Audacity 1.0 is released! This is exciting for so many reasons. The two biggies:
  • we can forget about the 1.0 branch now. The 1.1 branch is so much better that maintaining 1.0 was becoming a pain.
  • a bunch of subprojects that we were putting off for the release are now progressing full speed ahead. The most exciting one is a split of the GUI and audio engine modules: this allows us to write rigorous tests to hammer at the audio engine code, as well as opening up the opportunity to implement alternate GUIs on top of libaudacity.

I finally have internet at home, which means I can do all the things I've been planning: a PortAudio implementation for JACK and/or ALSA, a media player for PicoGUI using gstreamer in Python, and who knows what else. Now that I have weekends the sky is the limit. Unfortunately I've gotten too used to working 10 and 11 hour days, so I don't have too much time during the week...
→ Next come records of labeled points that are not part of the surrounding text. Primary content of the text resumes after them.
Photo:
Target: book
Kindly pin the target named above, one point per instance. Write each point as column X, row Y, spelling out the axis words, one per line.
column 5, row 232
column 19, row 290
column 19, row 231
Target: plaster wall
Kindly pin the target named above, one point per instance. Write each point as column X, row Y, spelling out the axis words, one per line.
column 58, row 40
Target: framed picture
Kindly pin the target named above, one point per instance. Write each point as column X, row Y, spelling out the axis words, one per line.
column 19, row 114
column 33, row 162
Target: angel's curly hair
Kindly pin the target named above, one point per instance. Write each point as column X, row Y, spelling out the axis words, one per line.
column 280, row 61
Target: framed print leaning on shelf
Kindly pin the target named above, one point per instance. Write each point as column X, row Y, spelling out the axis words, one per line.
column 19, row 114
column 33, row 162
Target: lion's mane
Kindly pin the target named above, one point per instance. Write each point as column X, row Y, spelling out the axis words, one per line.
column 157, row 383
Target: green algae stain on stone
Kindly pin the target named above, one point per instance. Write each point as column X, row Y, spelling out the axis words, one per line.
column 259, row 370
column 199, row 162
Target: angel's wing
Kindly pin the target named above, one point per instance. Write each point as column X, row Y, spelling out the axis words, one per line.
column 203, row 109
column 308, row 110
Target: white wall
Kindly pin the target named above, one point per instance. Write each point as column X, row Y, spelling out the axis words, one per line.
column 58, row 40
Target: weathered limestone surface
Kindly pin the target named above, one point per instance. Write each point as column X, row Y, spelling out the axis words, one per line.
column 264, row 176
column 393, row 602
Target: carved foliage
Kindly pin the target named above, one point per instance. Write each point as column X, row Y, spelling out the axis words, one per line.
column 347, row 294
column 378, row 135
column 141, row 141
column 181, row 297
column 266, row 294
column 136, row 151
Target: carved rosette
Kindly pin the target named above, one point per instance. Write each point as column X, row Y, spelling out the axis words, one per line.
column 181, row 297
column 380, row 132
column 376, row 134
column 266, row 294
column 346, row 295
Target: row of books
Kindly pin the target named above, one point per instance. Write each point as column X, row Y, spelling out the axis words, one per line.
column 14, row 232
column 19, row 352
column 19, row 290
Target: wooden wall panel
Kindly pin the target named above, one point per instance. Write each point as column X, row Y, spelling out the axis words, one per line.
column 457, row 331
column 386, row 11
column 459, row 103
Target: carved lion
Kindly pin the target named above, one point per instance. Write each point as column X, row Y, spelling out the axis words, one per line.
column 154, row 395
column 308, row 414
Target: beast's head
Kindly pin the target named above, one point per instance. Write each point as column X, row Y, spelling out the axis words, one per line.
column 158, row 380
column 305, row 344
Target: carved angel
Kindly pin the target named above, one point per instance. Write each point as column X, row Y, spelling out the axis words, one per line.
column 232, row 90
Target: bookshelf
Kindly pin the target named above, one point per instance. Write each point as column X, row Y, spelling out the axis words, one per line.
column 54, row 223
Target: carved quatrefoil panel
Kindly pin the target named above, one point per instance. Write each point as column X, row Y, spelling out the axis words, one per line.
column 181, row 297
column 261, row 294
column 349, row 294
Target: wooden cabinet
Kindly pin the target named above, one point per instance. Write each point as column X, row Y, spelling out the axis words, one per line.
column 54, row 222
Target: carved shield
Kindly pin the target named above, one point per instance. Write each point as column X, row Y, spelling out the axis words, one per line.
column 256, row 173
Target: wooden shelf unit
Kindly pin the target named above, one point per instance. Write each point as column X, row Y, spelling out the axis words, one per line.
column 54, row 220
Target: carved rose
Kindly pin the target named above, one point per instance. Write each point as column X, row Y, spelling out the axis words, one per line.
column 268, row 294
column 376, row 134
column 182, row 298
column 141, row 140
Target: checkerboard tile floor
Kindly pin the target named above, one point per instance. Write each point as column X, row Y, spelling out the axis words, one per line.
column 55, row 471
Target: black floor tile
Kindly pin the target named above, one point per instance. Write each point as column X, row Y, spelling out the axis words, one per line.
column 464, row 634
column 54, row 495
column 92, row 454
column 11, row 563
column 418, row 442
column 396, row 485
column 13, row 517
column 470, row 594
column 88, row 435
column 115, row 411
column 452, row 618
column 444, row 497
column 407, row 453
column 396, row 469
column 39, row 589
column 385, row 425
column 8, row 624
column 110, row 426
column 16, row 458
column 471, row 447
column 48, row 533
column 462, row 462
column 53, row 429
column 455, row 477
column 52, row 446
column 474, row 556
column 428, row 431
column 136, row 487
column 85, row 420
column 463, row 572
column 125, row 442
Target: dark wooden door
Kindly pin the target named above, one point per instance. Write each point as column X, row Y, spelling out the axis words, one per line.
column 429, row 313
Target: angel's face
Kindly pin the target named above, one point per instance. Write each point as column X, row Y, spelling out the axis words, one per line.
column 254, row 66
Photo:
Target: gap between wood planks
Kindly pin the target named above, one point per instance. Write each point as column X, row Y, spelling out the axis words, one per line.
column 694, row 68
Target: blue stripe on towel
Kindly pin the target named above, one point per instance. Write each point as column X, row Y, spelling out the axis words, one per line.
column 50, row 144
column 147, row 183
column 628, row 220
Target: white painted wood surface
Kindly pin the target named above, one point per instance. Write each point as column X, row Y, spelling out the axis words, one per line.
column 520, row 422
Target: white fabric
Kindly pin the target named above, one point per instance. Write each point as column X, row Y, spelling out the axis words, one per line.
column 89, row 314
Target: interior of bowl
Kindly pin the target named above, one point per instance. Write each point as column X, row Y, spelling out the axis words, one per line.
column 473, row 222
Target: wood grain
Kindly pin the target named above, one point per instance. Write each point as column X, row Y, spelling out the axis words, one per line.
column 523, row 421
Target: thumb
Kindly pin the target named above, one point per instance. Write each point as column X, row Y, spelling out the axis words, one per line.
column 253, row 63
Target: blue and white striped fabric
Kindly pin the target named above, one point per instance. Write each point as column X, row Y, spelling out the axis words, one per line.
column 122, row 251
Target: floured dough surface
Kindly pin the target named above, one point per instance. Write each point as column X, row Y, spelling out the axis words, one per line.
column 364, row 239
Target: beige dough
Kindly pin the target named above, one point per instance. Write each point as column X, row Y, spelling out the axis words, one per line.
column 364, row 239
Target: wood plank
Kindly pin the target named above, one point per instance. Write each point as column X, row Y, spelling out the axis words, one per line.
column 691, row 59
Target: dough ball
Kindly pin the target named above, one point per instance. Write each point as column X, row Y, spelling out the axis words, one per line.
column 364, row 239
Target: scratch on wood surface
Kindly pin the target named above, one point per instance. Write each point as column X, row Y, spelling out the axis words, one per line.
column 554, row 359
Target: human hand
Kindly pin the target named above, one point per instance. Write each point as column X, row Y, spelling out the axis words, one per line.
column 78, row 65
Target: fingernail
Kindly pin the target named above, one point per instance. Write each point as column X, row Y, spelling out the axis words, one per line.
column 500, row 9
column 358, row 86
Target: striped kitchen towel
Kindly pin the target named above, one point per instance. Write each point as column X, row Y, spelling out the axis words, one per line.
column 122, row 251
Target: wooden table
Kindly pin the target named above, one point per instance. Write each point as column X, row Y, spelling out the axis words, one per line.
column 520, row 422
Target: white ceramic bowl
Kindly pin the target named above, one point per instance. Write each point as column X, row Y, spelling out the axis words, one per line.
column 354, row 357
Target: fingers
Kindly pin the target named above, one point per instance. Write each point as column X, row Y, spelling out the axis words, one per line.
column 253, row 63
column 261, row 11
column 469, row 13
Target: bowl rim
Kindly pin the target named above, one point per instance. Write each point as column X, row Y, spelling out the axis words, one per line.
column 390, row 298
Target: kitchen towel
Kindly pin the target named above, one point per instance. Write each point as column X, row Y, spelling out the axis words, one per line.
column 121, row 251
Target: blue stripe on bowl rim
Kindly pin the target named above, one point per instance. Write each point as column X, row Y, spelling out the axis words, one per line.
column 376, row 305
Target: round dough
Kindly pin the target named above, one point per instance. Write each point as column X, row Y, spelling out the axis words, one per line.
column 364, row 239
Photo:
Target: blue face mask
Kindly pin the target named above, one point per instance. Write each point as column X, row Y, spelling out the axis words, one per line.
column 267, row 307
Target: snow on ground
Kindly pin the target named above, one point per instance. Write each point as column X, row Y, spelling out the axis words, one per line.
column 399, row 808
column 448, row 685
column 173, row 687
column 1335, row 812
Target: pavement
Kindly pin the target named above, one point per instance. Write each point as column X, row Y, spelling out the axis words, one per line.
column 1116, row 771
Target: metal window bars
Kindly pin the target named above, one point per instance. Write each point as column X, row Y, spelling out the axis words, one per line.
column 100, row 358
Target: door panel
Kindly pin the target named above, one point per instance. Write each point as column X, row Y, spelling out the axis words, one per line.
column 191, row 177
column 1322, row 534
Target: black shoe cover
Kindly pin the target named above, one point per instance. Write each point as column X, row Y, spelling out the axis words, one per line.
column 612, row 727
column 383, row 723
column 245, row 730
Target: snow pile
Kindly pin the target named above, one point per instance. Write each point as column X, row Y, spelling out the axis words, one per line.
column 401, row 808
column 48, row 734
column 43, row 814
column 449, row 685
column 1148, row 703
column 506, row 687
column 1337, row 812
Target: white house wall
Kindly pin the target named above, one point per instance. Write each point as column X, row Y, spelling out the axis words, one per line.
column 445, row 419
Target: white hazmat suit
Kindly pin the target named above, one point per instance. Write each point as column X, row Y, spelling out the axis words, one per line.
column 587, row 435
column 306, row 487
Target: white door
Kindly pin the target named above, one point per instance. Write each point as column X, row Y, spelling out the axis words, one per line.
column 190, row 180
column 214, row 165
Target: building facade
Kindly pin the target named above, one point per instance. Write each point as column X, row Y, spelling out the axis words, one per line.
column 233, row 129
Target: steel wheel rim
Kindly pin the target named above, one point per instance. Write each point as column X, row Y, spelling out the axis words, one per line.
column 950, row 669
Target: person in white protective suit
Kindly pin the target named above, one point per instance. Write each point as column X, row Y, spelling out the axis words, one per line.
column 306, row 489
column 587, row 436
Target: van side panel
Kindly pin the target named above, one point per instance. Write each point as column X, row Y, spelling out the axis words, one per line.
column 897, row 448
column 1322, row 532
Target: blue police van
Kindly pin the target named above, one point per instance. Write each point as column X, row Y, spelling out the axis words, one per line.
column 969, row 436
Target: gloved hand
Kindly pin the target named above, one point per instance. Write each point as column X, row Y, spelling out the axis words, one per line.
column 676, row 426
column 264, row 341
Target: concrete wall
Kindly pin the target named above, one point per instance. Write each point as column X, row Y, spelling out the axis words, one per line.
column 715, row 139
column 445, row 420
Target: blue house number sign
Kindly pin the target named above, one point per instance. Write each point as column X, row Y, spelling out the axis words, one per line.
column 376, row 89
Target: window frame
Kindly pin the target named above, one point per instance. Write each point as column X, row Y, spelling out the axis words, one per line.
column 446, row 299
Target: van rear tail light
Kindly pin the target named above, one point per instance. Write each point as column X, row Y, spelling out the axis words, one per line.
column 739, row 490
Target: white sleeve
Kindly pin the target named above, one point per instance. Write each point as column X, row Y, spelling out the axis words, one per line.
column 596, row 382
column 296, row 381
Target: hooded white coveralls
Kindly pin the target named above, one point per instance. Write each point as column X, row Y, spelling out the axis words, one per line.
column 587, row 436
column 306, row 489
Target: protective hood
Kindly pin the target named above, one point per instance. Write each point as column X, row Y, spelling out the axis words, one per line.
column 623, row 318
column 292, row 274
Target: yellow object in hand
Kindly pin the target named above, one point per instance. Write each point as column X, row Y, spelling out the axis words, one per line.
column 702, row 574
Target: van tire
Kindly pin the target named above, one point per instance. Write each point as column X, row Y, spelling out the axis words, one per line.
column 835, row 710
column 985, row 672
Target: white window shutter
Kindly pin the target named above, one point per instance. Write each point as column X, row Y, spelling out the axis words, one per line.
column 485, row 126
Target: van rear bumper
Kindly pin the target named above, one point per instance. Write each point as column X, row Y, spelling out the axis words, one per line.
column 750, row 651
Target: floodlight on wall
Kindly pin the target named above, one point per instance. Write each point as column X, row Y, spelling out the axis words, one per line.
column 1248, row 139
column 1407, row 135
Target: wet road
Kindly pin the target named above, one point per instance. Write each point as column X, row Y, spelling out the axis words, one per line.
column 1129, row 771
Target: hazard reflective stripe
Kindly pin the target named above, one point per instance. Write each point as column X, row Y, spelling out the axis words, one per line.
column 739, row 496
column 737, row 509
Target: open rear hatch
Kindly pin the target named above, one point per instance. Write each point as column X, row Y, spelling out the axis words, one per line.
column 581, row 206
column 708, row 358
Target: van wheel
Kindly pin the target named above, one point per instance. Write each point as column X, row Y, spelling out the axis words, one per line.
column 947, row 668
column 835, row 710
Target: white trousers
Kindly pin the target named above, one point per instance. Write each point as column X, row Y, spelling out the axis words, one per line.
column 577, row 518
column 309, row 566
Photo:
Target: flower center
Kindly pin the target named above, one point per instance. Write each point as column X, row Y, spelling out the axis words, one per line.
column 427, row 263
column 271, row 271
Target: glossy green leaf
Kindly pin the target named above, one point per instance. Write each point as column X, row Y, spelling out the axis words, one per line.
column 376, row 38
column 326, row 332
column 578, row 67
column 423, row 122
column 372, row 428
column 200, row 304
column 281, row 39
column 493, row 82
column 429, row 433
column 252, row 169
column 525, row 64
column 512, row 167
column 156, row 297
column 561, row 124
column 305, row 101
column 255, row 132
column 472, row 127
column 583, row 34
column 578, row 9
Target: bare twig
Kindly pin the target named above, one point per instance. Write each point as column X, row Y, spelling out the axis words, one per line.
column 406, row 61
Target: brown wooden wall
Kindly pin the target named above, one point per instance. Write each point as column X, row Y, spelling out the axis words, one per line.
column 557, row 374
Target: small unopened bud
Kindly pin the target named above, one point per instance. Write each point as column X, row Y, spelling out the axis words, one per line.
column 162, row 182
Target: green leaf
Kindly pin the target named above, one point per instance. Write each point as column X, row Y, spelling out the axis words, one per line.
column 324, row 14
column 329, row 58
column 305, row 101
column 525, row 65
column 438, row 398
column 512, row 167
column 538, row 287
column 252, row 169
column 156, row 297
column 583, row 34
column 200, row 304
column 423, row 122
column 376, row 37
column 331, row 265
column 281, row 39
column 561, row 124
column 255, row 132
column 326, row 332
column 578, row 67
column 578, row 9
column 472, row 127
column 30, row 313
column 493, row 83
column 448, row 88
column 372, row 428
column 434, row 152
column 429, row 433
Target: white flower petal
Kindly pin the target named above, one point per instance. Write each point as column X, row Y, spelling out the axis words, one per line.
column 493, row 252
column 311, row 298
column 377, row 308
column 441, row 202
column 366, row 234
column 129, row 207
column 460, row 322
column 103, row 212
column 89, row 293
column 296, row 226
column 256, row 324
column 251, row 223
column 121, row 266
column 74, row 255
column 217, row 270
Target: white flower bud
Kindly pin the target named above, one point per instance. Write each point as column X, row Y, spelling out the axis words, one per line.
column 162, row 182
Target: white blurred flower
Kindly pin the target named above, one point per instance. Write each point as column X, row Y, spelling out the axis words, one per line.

24 Apr 2002 (updated 24 Apr 2002 at 10:12 UTC) »

This week I took time that I didn't have to code two long-overdue features for Audacity: Ogg exporting and command-line exporting. There was no good reason why I hadn't written these features yet and I got tired of Audacity not having them, so I caved and tabled all my homework (including "compose a three voice fugue") to write these new features.

Ogg exporting is working nicely, and though command-line exporting works fine for me on my little-endian Athlon, I forgot to add code for byte-swapping the WAV header. Matt wisely suggested I dump my custom WAV code and just use libsndfile like the rest of the PCM exporting code does. Though it won't be as efficient since we have to copy the data in and out of libsndfile's buffers, the robustness and reliability will be worth it.

The gap between Audacity's 0.9 branch (which we are releasing from these days) and the 1.1 branch (which we are hacking on) is becoming wider all the time. The 1.1 branch has so many significant improvements over the 0.9 branch that I wish we could dump the 0.9 branch completely. But then we would lose some of the freedom to make drastic changes on a regular basis, so it's probably a good thing in the end.